However, overlapping regulations have caused project delays. Dual oversight by the SC and BNM has created unclear responsibilities and standards. Blox has been working on the project for three years, communicating with regulators, but has yet to receive final approval due to unclear regulatory positions. The lack of a consistent stablecoin regulatory framework is a major factor in the approval delay.
Signs of change are emerging. Prime Minister Anwar Ibrahim recently announced consideration of a regulatory sandbox through the " Digital Asset Innovation Hub ," including a ringgit-based stablecoin experiment . This central bank-led sandbox will provide a controlled environment for fintech and digital asset companies to test new technologies and services.
However, given government concerns about capital controls, the initial focus is likely to be on applications within the local financial ecosystem, rather than cross-border payments . Examples include 24-hour payment infrastructure (outside of bank operating hours), escrow services that can utilize conditional payment functions, such as for prepaid refunds for closed fitness centers or uncertain home renovation contracts. Implementing " programmable money " could be a solution to everyday financial problems.
4.3. NFT Community
The Malaysian NFT market remains in a downturn. Many users who jumped in during the NFT hype and high prices have suffered losses and exited the market. This pattern is similar to other countries. While there are local collectors for global projects like BAYC, Azuki, and Milady, their activity is generally limited to small hobbyist gatherings. Malaysia has yet to see a major NFT project grow locally.
4.4. Islamic Finance
Malaysia has positioned itself as Asia's largest Islamic finance hub. The country ranks first globally in the sukuk (Islamic bond) market. This is supported by its predominantly Muslim population (over 60%). By 2024, Islamic finance will comprise approximately 47% of the national financial system.
Various Islamic finance-based crypto products have emerged, such as Halogen Capital, the world's first Sharia-compliant crypto mutual fund manager, managing approximately USD 75 million in various products such as Sharia-compliant Bitcoin funds, Ethereum funds, and others.
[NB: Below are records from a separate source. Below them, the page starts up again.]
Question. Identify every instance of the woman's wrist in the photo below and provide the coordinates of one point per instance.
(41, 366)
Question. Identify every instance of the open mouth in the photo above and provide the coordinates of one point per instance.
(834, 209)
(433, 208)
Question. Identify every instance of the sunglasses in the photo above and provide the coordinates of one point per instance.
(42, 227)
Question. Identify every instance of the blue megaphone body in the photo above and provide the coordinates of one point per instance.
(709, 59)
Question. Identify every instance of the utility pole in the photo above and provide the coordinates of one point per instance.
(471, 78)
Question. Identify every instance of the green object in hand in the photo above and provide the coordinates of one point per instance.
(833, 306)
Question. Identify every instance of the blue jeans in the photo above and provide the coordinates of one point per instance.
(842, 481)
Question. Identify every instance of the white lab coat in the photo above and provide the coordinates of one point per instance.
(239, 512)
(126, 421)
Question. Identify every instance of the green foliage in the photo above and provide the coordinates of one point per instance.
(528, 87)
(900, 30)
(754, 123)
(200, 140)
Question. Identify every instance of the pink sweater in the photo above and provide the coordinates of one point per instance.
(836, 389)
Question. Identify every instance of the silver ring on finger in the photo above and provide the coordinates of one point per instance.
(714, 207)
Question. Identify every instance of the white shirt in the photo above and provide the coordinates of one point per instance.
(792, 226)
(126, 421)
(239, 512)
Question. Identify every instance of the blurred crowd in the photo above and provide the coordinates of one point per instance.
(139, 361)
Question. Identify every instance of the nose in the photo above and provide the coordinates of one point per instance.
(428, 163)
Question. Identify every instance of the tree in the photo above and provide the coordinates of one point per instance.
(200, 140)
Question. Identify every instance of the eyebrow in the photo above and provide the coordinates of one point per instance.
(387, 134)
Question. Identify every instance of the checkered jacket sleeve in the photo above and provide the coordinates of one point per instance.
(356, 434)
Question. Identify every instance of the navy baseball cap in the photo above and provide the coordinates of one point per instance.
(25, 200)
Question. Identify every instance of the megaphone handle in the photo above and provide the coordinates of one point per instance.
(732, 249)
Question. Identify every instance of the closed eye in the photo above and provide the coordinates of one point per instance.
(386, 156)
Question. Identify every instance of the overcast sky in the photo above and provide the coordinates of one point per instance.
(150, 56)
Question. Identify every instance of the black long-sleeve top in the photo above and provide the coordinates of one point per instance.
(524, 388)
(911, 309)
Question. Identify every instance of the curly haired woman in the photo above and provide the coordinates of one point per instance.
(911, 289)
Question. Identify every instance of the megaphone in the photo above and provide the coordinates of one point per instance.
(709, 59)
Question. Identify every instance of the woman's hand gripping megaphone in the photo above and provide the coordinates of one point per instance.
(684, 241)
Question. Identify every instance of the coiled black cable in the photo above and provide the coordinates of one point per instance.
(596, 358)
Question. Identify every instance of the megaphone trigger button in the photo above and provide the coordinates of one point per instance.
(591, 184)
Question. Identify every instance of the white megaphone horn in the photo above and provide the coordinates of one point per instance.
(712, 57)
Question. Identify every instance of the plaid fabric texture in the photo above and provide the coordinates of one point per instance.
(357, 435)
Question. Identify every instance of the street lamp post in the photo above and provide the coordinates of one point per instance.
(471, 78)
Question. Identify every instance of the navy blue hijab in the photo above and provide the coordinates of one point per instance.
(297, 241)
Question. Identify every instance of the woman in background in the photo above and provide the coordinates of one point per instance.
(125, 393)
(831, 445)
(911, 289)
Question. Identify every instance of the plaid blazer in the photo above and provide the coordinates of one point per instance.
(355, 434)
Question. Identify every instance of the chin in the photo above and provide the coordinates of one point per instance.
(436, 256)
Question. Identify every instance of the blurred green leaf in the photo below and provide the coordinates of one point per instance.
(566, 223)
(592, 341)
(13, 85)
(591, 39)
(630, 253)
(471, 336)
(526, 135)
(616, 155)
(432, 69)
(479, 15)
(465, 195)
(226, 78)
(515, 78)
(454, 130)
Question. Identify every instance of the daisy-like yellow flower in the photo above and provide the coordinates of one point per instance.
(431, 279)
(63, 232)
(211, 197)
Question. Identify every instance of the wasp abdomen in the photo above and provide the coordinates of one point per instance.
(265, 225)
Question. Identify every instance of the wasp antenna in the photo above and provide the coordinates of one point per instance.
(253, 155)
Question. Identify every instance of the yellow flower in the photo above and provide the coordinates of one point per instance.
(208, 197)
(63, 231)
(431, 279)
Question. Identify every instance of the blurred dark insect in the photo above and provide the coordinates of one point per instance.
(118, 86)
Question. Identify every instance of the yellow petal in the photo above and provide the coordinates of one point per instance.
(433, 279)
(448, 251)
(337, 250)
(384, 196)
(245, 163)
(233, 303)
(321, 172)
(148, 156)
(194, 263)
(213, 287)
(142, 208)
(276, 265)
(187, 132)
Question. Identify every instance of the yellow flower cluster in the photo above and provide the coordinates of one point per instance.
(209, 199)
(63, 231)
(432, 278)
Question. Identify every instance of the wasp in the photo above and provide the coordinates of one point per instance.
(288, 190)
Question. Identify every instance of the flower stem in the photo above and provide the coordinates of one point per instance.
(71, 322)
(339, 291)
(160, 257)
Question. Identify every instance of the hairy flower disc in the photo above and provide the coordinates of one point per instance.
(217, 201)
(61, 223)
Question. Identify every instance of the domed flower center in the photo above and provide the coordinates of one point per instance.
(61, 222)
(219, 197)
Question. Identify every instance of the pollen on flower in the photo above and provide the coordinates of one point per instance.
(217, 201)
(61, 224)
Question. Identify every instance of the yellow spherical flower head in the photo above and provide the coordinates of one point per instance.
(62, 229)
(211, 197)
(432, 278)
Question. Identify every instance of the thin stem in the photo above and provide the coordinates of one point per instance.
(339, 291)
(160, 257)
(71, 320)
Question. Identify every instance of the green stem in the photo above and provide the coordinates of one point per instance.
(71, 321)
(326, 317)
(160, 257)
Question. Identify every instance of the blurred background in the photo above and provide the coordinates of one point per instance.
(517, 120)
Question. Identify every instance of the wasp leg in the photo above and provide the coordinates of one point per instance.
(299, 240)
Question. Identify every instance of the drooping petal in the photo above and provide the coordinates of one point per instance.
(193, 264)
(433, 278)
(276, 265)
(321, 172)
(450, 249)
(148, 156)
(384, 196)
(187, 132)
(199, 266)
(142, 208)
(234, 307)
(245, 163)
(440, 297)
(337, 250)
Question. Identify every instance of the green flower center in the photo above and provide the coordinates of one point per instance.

Nawa Finance is a Sharia-compliant DeFi protocol. They partner with Solv Protocol to offer a Sharia-compliant Bitcoin DeFi product, certified by Amanie Advisors (a registered Sharia advisor in SC). This product offers a secure and transparent halal income structure. Nawa Finance has surpassed USD 50 million TVL, demonstrating significant progress in Sharia-compliant DeFi.
Sharlife shows innovation in the Islamic charity system. This platform allows zakat payments using crypto, collaborating with MAIWP (Federal Region Islamic Religious Council) to build a digital charity system.
There are also practical obstacles. Crypto is still not recognized as an official payment method, limiting its real-world applications. The federal system presents challenges to institutionalization nationwide.
However, the potential for global expansion remains high. Expertise in Islamic finance and local experience are competitive assets in overseas markets. Malaysia has previously expanded its sukuk market model and institutions to the Middle East and Southeast Asia. This suggests a similar expansion path for crypto; major Muslim countries like Saudi Arabia and Indonesia may adopt Malaysia's Sharia-compliant digital asset model. Malaysia has considerable potential to lead the global digital transformation in this sector.
4.5. Mainnet Environment
The blockchain mainnet scene in Malaysia remains limited. Among global mainnets, the Solana Superteam is the only one actively present in Malaysia. The Superteam collaborates with various local Solana-based projects, such as Jupiter and Meteora, focusing on supporting local builders and founders to expand the ecosystem. The organization also actively organizes community activities such as hackathons. Ethereum communities like Ethereum KL also exist, but with limited activity.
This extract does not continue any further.